Manhattan lawyer Lee Richards picked as firm's independent examiner, as part of Computer Associates' agreement


March 17, 2005

A former federal prosecutor has been named to ensure that Computer Associates cleans up its operation in line with a court agreement that headed off a federal criminal indictment of the firm for fraud.

Lee Richards, a Manhattan attorney, was selected yesterday to be the firm's independent examiner by U.S. District Court Judge I. Leo Glasser, officials said.

In addition to being a former federal prosecutor in the Southern District who investigated insider trading and securities fraud cases, Richards also has worked for the Securities and Exchange Commission overseeing the compliance or liquidation of several securities firms.

U.S. Attorney Roslynn Mauskopf said, "One of the primary purposes of [the CA agreement] was to ensure that, going forward, CA meets the highest standards for accounting, internal compliance, corporate governance and ethics. ... Lee Richards will be bringing his wealth of experience and judgment to helping ensure that those purposes are achieved."

In private practice recently, Richards most notably served as the attorney for Salomon Smith Barney telecom analyst Jack Grubman. Grubman, described by research firm The Corporate Library as a "poster boy for Wall Street conflicts of interest and shady dealings," was banned from the business for life and fined $15 million. Grubman, however, neither admitted nor denied the charges against him.

In a statement, Computer Associates said the firm "is committed to fulfilling all the requirements of the [agreement] and has already made important progress. With Mr. Richards' guidance, CA hopes to accelerate this process."

Richards was selected in a complicated process in which CA named at least five attorneys it said would be acceptable to oversee the firm's cleanup.

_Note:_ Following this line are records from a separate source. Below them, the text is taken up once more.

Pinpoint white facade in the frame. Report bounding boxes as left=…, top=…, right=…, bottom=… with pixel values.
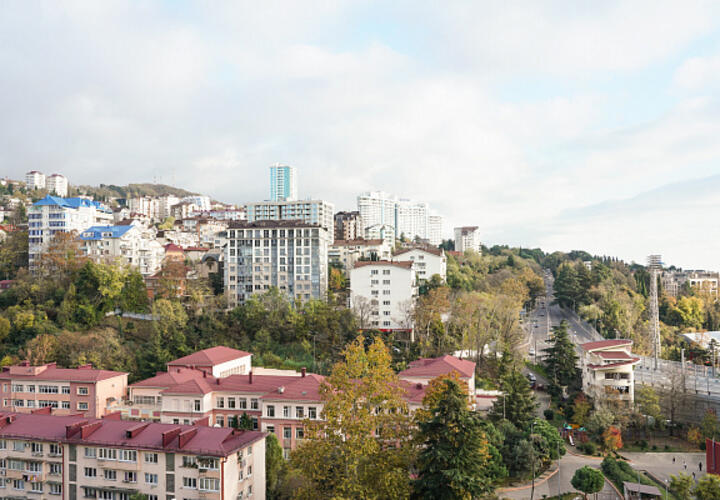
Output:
left=25, top=170, right=45, bottom=190
left=393, top=248, right=447, bottom=282
left=455, top=226, right=482, bottom=253
left=45, top=174, right=68, bottom=198
left=350, top=261, right=417, bottom=330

The U.S. attorney's office then whittled the list down to three, and the judge made the final selection.

Under the terms of the cleanup agreement last September, known as a deferred prosecution, Computer Associates paid $225 million to compensate defrauded investors and said it would fire all employees responsible for wrongdoing, appoint new management, add several independent directors to its board, and reorganize the finance department to ensure tighter supervision of financial practices.